# Alle Games minimieren sich zur Taskleiste



## docday (8. Februar 2012)

Auf dem Zweitrechner den mein Junge momentan hat minimieren sich seit ein paar Tagen alle Games auf die Taskleiste. Nach einem Klick darauf geht es normal weiter bis es nach ein paar Minuten wieder passiert.
Irgendein Programm stört aber leider weis ich nicht welches obwohl nichts neues installiert wurde. Diverse Vorschläge aus dem Internet brachten keinen Erfolg.
Grafik Treiber (8800GTX) wurden ältere und die neuesten schon getestet aber auch hier Null Erfolg.!
Die Suche nach Viren und Malware war ebenfalls negativ. 

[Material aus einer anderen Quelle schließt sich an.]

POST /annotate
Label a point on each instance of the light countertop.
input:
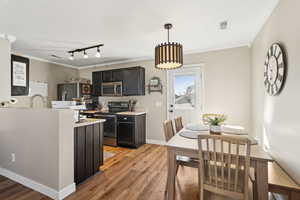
(131, 113)
(88, 121)
(119, 113)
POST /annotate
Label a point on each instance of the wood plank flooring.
(129, 175)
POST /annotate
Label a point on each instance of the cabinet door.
(97, 81)
(126, 133)
(117, 75)
(96, 147)
(134, 81)
(130, 82)
(107, 76)
(89, 149)
(80, 173)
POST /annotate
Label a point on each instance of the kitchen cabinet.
(97, 82)
(133, 80)
(107, 76)
(88, 151)
(131, 130)
(69, 91)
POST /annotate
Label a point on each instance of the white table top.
(182, 143)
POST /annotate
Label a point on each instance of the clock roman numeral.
(278, 55)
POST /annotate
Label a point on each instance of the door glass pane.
(184, 91)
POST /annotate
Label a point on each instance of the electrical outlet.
(13, 157)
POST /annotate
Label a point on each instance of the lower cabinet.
(88, 152)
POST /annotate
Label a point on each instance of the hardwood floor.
(129, 175)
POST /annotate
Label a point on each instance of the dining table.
(182, 146)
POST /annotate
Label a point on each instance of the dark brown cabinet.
(131, 130)
(88, 151)
(97, 83)
(133, 80)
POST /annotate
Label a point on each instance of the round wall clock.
(275, 69)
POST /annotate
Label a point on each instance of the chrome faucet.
(37, 95)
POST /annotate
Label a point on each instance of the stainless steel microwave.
(111, 89)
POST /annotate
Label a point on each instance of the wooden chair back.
(224, 163)
(178, 124)
(205, 117)
(168, 130)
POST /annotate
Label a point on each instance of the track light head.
(71, 56)
(85, 56)
(98, 55)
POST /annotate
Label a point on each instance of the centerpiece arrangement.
(215, 123)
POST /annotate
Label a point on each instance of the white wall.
(226, 87)
(276, 119)
(5, 70)
(49, 73)
(43, 143)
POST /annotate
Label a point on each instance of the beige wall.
(4, 70)
(226, 87)
(48, 73)
(276, 119)
(43, 143)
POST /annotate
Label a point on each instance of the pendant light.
(85, 56)
(71, 56)
(168, 55)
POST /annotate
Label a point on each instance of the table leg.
(261, 177)
(171, 174)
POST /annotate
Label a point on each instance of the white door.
(185, 87)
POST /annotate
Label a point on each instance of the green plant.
(217, 121)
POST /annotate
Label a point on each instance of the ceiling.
(128, 29)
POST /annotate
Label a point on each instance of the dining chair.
(205, 117)
(178, 124)
(224, 171)
(180, 160)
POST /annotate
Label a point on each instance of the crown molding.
(45, 60)
(10, 38)
(146, 58)
(241, 44)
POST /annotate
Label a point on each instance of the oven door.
(109, 129)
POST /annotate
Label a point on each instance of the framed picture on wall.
(19, 76)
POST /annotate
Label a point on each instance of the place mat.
(191, 134)
(197, 127)
(194, 135)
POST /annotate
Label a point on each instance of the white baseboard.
(54, 194)
(160, 142)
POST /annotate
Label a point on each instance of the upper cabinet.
(97, 83)
(133, 80)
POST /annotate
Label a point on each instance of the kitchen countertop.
(119, 113)
(88, 121)
(131, 113)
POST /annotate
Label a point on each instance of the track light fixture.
(85, 55)
(98, 55)
(71, 56)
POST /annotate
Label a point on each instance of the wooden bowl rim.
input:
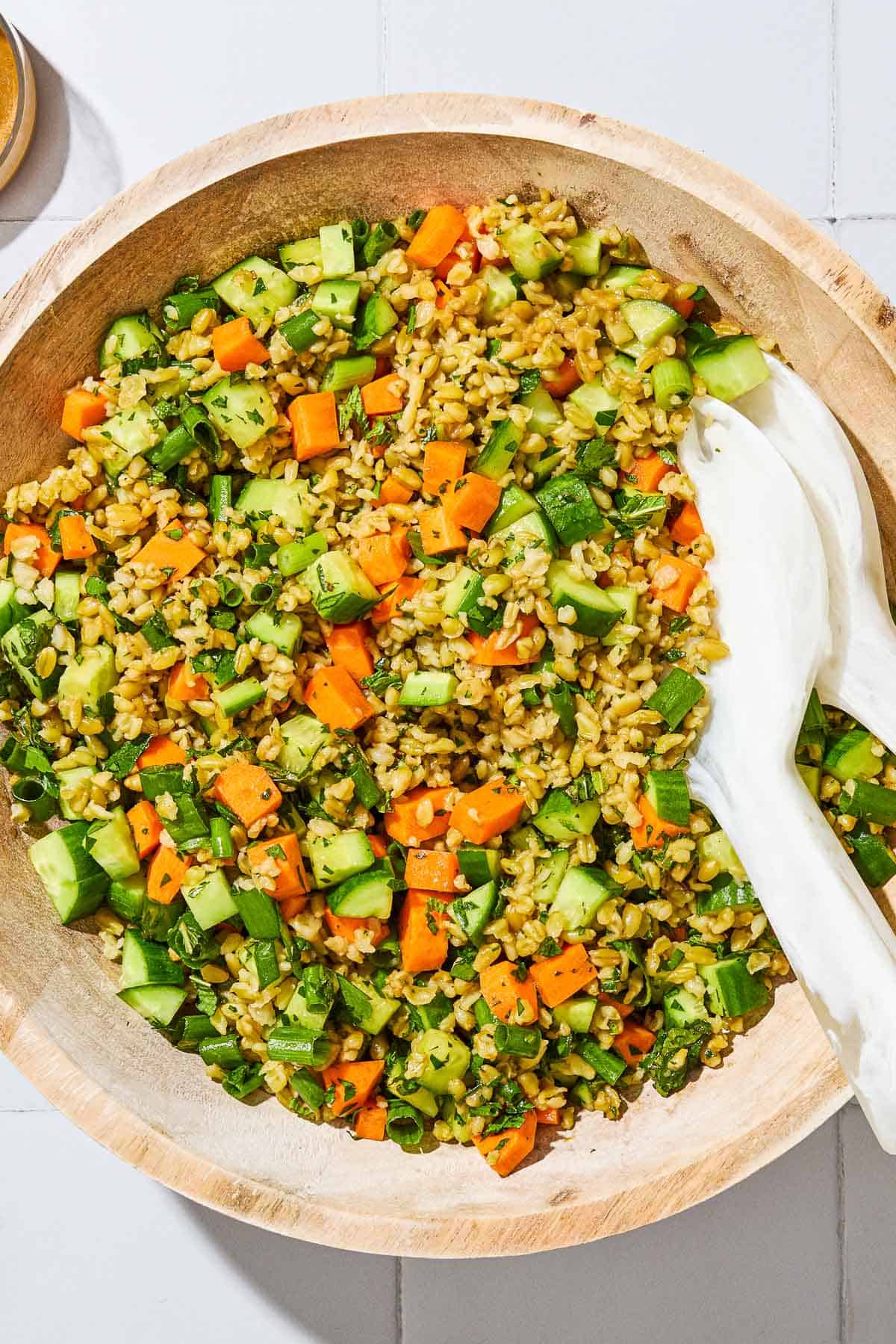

Wer kennt Tricks und Tipps ?


----------



## Myst007 (8. Februar 2012)

Ist eine Firewall drauf?
Habe das Problem auch oft.
Wenn ich der nicht sage ob das Programm aufs I-net zugreifen darf oder nicht, minimiert die meine Programme auch immer bis ich es bestätige.


----------



## docday (8. Februar 2012)

Die OS eigene ist deaktiviert und nur die vom Router ist aktiv. Das minimieren passiert bei Offline Spielen genauso wie bei Online.


----------



## Myst007 (8. Februar 2012)

Hmm ist die Tastatur vielleicht kaputt das da die win taste hängt?
Kannst aber auch mal Game Booster installieren Game Booster 3.0 Free Download, Speed Up PC for Top Gaming Performance
oder mal nach und nach Hintergrund-Programme schließen. 
Irgend ein Programm wird da herum zicken


----------



## docday (10. Februar 2012)

Leider gibt es keine guten Nachrichten....
Habe nun Game Booster probiert aber ohne positives Resultat. Die minimierung ist wie gehabt.
Um eine komplette Neuinstallation werde ich wohl nicht herum kommen.?


----------



## Myst007 (10. Februar 2012)

Hmm das ist schlecht :/ 
Es wäre die einfachste Möglichkeit, könntest das System aber auch mal mit Hijack untersuchen und das Log-File hier hochladen 
http://www.trojaner-board.de/51130-anleitung-hijackthis.html


----------



## docday (15. Februar 2012)

Habs mal mit *HijackThis* laufen lassen aber nichts gefunden.
Nun gut, hab das OS neu aufgesetzt, denn der Junge wollte Zocken. Danach war das Problem weg.


----------